東芝は、夏季の電力不足に対応するため、6月中旬から9月末まで夏季長期休暇を連続または1週づつ数週間程度設定し、長期休暇は事業所ごとに順番に取得する計画を発表した。

夏季にひっ迫が予想される電力事情に対応するため、事業所ごとの輪番制にする。具体的には、事業所を複数グループに分け、1グループを休業とする体制を構築することで、東芝グループ全体として政府方針に沿った消費電力の削減を目指す。

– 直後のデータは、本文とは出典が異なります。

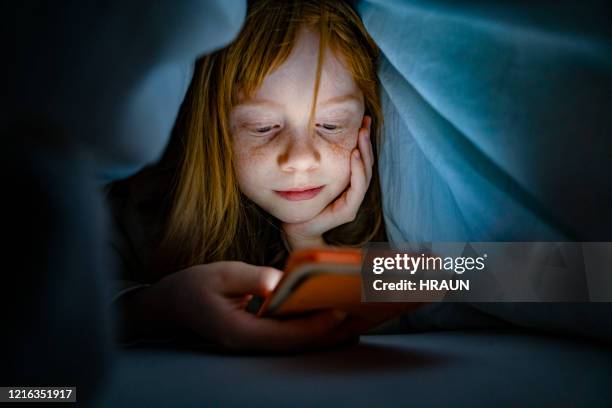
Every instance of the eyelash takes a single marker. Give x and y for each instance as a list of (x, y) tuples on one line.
[(327, 128), (263, 130)]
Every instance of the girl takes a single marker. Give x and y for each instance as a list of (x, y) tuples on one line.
[(274, 150)]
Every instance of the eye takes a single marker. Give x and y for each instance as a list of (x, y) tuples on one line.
[(262, 130), (330, 128)]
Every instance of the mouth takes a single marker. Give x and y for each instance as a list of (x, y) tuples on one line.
[(299, 194)]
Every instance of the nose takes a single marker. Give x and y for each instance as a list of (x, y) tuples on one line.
[(300, 154)]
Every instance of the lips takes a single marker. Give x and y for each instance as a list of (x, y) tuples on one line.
[(299, 194)]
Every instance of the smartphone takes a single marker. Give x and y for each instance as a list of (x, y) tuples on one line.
[(314, 279)]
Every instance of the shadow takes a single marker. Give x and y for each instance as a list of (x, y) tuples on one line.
[(369, 355)]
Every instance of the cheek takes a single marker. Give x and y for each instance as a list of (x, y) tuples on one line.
[(250, 163), (340, 157)]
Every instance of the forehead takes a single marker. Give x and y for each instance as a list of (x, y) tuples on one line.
[(293, 81)]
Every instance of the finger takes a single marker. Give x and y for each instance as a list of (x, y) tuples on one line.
[(239, 278), (365, 148), (358, 187), (252, 333)]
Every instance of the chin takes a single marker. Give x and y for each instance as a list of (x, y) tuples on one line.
[(296, 216)]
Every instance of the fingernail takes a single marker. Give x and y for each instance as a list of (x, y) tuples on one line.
[(339, 315)]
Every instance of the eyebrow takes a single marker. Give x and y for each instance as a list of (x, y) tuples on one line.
[(341, 99), (331, 101)]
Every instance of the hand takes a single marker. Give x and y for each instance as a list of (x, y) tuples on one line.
[(211, 299), (344, 209)]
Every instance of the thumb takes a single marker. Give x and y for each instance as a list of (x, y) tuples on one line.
[(239, 278)]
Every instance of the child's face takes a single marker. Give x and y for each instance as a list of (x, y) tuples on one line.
[(276, 149)]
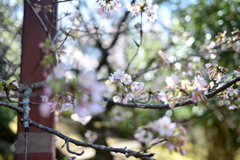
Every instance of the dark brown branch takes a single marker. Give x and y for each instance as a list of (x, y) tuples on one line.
[(26, 109), (9, 105), (127, 152), (38, 17), (187, 102)]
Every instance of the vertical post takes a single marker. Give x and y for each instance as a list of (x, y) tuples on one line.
[(40, 144)]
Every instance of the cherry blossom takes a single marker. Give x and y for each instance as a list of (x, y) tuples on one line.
[(143, 135), (109, 4), (166, 127), (119, 74), (60, 69), (232, 107), (91, 136), (126, 79), (232, 92), (66, 106), (82, 120), (171, 81), (208, 65), (146, 7), (116, 99), (45, 107), (162, 96), (134, 85), (129, 96)]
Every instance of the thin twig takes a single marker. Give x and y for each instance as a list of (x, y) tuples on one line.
[(68, 149), (138, 45), (26, 143), (187, 102), (127, 152)]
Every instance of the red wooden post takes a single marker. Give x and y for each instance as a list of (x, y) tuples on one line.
[(40, 144)]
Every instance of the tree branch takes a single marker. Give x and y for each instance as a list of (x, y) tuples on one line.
[(127, 152), (166, 106)]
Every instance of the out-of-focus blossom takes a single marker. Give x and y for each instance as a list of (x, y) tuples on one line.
[(233, 106), (126, 79), (134, 85), (84, 108), (15, 85), (146, 7), (211, 84), (60, 69), (91, 136), (129, 96), (232, 92), (183, 151), (169, 145), (82, 120), (162, 96), (199, 83), (109, 4), (119, 74), (218, 77), (112, 79), (143, 135), (171, 81), (116, 99), (166, 127), (208, 65), (66, 107), (45, 107)]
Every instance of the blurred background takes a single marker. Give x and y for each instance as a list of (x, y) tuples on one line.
[(183, 27)]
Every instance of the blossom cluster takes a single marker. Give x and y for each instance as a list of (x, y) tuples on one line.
[(82, 93), (220, 75), (165, 129), (109, 4), (146, 7), (181, 90), (224, 42), (123, 92)]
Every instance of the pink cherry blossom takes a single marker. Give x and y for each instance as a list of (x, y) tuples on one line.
[(232, 107), (116, 99), (82, 120), (199, 83), (232, 92), (172, 81), (208, 65), (91, 136), (143, 135), (109, 4), (134, 85), (126, 79), (60, 69), (166, 127), (66, 106), (162, 96), (119, 74)]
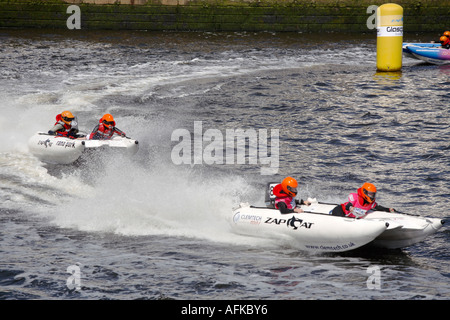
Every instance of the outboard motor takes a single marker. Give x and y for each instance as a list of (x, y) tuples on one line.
[(270, 197)]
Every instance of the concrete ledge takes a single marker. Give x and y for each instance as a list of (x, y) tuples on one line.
[(220, 15)]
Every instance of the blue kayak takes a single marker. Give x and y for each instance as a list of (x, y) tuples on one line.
[(407, 52), (435, 55)]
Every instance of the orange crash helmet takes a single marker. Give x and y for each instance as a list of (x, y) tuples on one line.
[(289, 186), (368, 191)]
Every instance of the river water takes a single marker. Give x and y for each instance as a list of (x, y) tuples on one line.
[(146, 227)]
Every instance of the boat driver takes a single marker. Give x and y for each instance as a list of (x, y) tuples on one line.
[(106, 129), (66, 125), (445, 41), (285, 196), (360, 203)]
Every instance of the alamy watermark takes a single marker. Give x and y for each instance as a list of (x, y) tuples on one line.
[(74, 281), (74, 21), (374, 280), (214, 147)]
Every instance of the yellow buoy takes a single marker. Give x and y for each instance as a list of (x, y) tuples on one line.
[(389, 37)]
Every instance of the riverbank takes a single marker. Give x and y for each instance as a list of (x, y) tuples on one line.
[(220, 15)]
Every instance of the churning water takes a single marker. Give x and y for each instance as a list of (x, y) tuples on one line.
[(147, 228)]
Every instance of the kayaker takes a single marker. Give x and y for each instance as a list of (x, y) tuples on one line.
[(445, 42), (285, 193), (360, 203), (66, 125), (106, 129)]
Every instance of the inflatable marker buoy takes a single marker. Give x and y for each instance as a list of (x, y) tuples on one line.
[(389, 37)]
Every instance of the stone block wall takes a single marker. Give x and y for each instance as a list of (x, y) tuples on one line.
[(221, 15)]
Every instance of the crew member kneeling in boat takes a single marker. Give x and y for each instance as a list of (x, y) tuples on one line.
[(66, 125), (360, 203), (285, 196), (105, 129), (445, 41)]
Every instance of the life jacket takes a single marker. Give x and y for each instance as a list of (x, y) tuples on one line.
[(67, 127), (282, 197), (101, 132), (361, 207)]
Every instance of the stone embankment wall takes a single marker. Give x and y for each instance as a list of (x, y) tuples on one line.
[(221, 15)]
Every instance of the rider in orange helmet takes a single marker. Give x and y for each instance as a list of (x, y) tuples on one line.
[(360, 203), (445, 41), (66, 125), (105, 129), (285, 193)]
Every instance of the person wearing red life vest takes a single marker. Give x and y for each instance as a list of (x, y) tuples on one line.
[(66, 125), (285, 193), (360, 203), (106, 129)]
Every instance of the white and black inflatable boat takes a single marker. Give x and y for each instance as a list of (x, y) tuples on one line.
[(315, 230), (62, 150)]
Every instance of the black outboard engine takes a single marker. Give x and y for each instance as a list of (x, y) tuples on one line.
[(270, 197)]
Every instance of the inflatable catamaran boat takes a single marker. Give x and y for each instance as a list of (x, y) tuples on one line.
[(315, 230), (62, 150)]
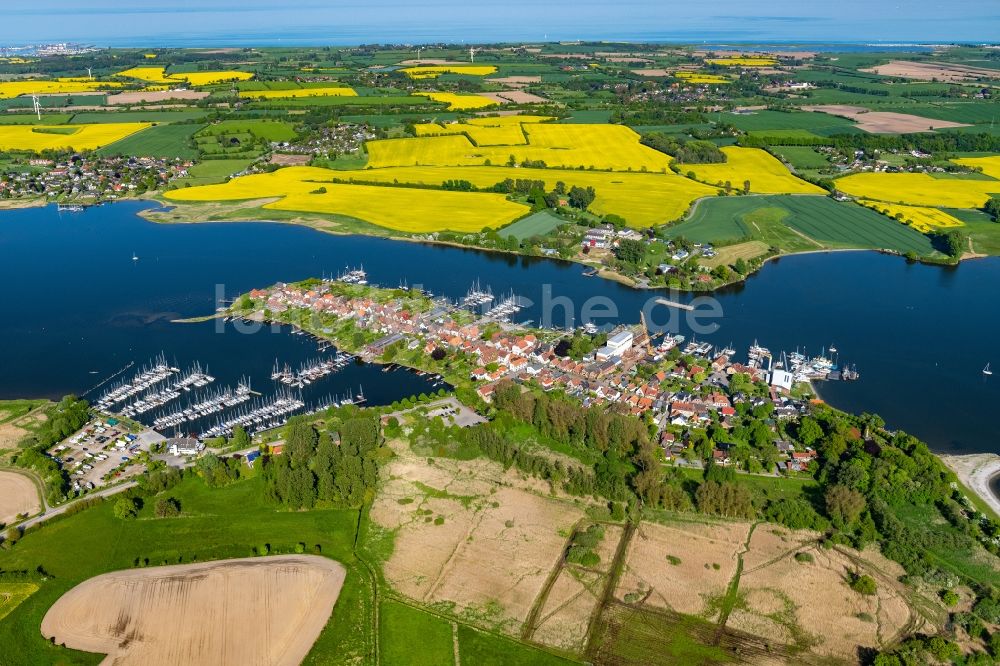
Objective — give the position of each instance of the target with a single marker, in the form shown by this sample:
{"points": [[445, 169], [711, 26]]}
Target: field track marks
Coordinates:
{"points": [[534, 615], [734, 586], [614, 575], [808, 238], [429, 594]]}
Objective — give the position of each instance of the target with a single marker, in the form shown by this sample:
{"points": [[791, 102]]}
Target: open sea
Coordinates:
{"points": [[77, 309]]}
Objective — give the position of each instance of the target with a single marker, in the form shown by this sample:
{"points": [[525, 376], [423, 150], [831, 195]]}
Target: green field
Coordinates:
{"points": [[212, 171], [51, 101], [479, 647], [408, 635], [343, 100], [152, 116], [798, 223], [960, 112], [12, 594], [158, 141], [215, 524], [755, 121], [226, 523], [537, 224], [32, 119], [801, 157], [629, 636], [236, 139]]}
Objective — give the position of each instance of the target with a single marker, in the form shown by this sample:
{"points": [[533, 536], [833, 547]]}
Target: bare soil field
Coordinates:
{"points": [[18, 494], [693, 582], [248, 611], [628, 59], [15, 430], [516, 81], [520, 97], [290, 160], [976, 471], [496, 97], [155, 96], [565, 617], [471, 537], [928, 71], [609, 544], [884, 122], [811, 603], [651, 72]]}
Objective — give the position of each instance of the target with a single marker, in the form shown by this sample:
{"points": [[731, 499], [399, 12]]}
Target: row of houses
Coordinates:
{"points": [[98, 178], [681, 392]]}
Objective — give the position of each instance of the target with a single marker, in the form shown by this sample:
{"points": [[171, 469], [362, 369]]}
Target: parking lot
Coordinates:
{"points": [[450, 410], [101, 452]]}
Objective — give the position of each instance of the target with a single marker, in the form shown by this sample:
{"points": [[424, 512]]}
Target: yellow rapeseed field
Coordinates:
{"points": [[434, 71], [989, 165], [921, 218], [742, 62], [458, 102], [403, 209], [326, 91], [208, 78], [10, 89], [151, 74], [700, 78], [643, 199], [60, 137], [571, 146], [766, 174], [158, 75], [919, 189], [500, 131]]}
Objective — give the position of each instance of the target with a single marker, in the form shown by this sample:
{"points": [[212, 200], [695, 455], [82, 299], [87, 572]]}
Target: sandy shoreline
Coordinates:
{"points": [[975, 471]]}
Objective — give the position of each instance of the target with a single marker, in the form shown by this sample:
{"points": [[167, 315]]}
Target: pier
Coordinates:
{"points": [[675, 304]]}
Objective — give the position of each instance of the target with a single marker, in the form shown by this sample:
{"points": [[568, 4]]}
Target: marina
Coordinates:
{"points": [[130, 319], [310, 371]]}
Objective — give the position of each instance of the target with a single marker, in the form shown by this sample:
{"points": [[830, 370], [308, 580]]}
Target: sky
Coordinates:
{"points": [[334, 22]]}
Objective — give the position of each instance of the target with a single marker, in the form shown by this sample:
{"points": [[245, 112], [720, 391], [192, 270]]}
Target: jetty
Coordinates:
{"points": [[675, 304]]}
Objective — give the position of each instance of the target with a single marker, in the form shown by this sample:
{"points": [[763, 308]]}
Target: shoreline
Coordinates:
{"points": [[976, 471], [320, 224]]}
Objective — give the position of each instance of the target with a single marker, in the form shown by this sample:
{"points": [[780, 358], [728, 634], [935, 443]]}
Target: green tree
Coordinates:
{"points": [[631, 251], [125, 508], [580, 197], [864, 584], [843, 505], [167, 508]]}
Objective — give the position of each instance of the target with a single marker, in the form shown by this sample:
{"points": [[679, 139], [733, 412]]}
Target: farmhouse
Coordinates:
{"points": [[184, 446]]}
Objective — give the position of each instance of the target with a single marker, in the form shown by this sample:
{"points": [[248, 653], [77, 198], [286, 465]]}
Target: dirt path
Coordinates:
{"points": [[534, 615], [614, 575], [734, 585], [262, 610]]}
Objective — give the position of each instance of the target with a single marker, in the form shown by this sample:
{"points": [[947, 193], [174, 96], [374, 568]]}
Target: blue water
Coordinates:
{"points": [[75, 303], [318, 22]]}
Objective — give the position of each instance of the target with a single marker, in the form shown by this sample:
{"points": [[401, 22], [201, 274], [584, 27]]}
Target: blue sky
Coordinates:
{"points": [[235, 22]]}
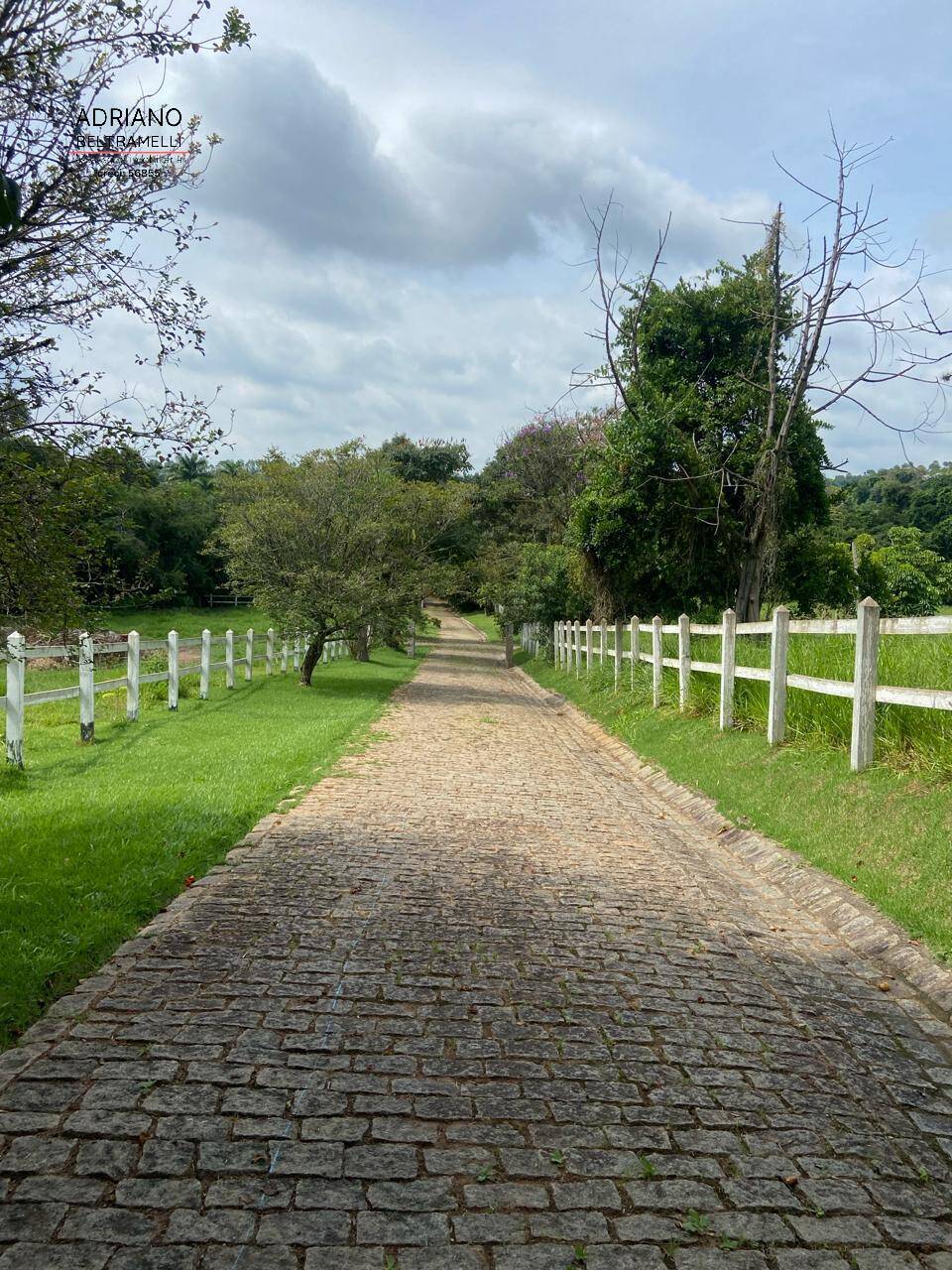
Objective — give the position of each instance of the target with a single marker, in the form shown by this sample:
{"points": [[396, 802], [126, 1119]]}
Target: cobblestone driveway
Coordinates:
{"points": [[481, 1002]]}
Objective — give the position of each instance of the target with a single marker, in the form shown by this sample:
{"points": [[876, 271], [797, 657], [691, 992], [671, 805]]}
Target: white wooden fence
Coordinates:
{"points": [[575, 643], [84, 654]]}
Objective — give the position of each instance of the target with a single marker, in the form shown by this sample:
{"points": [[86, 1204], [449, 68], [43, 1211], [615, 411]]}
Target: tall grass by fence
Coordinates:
{"points": [[579, 643], [84, 654]]}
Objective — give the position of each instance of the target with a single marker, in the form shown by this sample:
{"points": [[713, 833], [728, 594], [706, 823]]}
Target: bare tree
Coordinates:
{"points": [[842, 278], [89, 229]]}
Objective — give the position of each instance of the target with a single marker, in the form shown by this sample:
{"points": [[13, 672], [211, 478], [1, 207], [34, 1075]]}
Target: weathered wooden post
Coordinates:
{"points": [[173, 647], [204, 666], [16, 703], [656, 661], [683, 662], [865, 679], [86, 689], [132, 663], [779, 647], [729, 645]]}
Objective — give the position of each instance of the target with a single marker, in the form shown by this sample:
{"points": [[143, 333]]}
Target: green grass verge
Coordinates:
{"points": [[881, 830], [906, 737], [98, 838], [188, 621]]}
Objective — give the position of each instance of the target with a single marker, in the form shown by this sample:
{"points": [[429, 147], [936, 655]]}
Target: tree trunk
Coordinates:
{"points": [[361, 645], [761, 539], [752, 572], [311, 658]]}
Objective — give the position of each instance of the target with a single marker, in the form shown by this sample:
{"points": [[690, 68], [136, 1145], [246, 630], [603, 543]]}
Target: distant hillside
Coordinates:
{"points": [[876, 500]]}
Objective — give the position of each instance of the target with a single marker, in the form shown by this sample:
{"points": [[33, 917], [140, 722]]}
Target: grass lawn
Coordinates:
{"points": [[488, 625], [883, 830], [188, 621], [98, 838]]}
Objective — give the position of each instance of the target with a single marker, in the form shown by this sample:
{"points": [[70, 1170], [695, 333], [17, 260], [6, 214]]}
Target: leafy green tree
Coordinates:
{"points": [[530, 485], [665, 518], [51, 534], [875, 502], [905, 578], [434, 460], [336, 541], [815, 572], [534, 581]]}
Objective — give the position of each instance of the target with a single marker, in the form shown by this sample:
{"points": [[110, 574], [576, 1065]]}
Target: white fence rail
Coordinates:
{"points": [[579, 643], [17, 701]]}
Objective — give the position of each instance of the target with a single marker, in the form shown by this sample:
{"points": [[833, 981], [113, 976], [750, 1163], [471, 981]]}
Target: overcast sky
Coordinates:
{"points": [[399, 193]]}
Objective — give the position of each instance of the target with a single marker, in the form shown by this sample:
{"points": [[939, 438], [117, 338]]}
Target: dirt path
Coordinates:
{"points": [[484, 1001]]}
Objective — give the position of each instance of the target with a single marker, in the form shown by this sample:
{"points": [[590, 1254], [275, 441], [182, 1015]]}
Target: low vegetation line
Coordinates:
{"points": [[98, 838], [884, 832]]}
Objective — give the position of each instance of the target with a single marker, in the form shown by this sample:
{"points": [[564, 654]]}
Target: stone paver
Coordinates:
{"points": [[483, 1001]]}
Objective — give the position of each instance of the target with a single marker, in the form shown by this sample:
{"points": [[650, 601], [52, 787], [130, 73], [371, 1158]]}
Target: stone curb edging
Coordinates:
{"points": [[853, 919]]}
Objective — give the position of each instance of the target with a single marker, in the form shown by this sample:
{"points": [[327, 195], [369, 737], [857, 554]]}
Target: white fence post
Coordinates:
{"points": [[729, 653], [683, 662], [779, 645], [86, 689], [656, 656], [173, 670], [865, 679], [16, 705], [204, 666], [132, 661]]}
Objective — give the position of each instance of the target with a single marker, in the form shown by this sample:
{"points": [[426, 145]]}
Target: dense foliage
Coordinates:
{"points": [[338, 541], [667, 513]]}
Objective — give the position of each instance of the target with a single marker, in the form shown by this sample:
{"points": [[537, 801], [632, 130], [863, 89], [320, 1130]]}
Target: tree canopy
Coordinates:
{"points": [[336, 541]]}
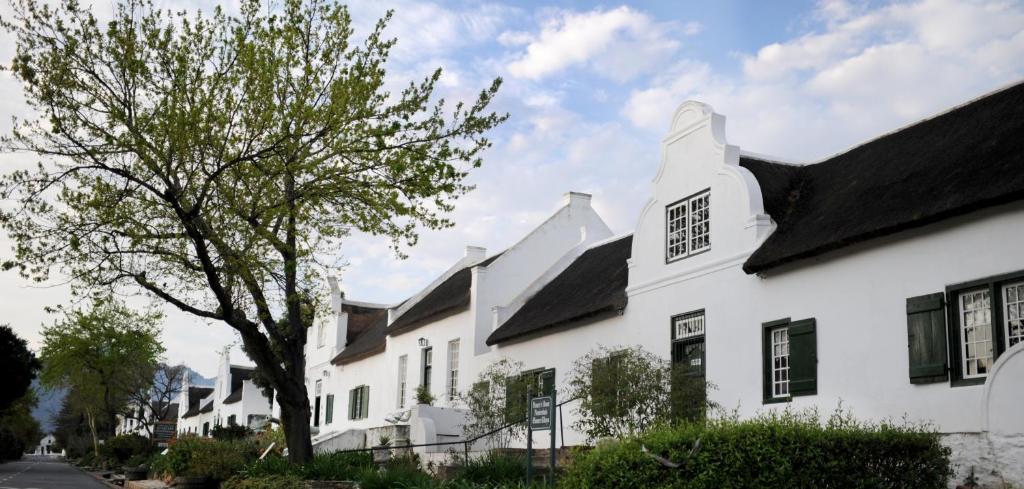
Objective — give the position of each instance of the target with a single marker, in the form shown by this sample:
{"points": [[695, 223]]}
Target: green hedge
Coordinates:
{"points": [[782, 450], [193, 456]]}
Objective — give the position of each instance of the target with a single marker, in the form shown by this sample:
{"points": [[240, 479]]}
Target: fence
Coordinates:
{"points": [[466, 444]]}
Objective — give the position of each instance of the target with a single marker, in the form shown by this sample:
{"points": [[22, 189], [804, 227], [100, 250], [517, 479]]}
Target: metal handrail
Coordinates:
{"points": [[466, 443]]}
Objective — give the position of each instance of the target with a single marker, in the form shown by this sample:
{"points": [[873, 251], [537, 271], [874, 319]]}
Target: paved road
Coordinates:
{"points": [[43, 472]]}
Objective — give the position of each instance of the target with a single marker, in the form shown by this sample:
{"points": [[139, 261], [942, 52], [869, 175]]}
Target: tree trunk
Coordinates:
{"points": [[92, 430], [295, 421]]}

夏季連休は夏季以外の土曜休日を振り替える。これに加えて、夏季に勤務する週には平日と土曜日の振替も実施し、夏季平日の電力消費を抑制する。また、休日設定だけでは電力抑制量が不足する場合、始業時間の前倒しについても検討する。

また、生産面では、夏季休暇の輪番制による労務施策と連動して、製造の一部を夜間・休日にシフトすることで、拠点内の生産設備の使用電力の平準化を図る。

さらに、製造やサーバーの一部を電力が不足する東京電力・東北電力エリア外へ一時的にシフトすること、開発設計者の一部については一時的な在宅勤務や西日本の拠点での業務従事とすることなども検討する。

このほか、安全な職場環境を維持した上で、照明の削減や空調の温度設定・稼働時間の見直し、自家発電設備の拡充など、可能な施策を積極的に進めることで、ピーク電力時の使用電力の低減を図る。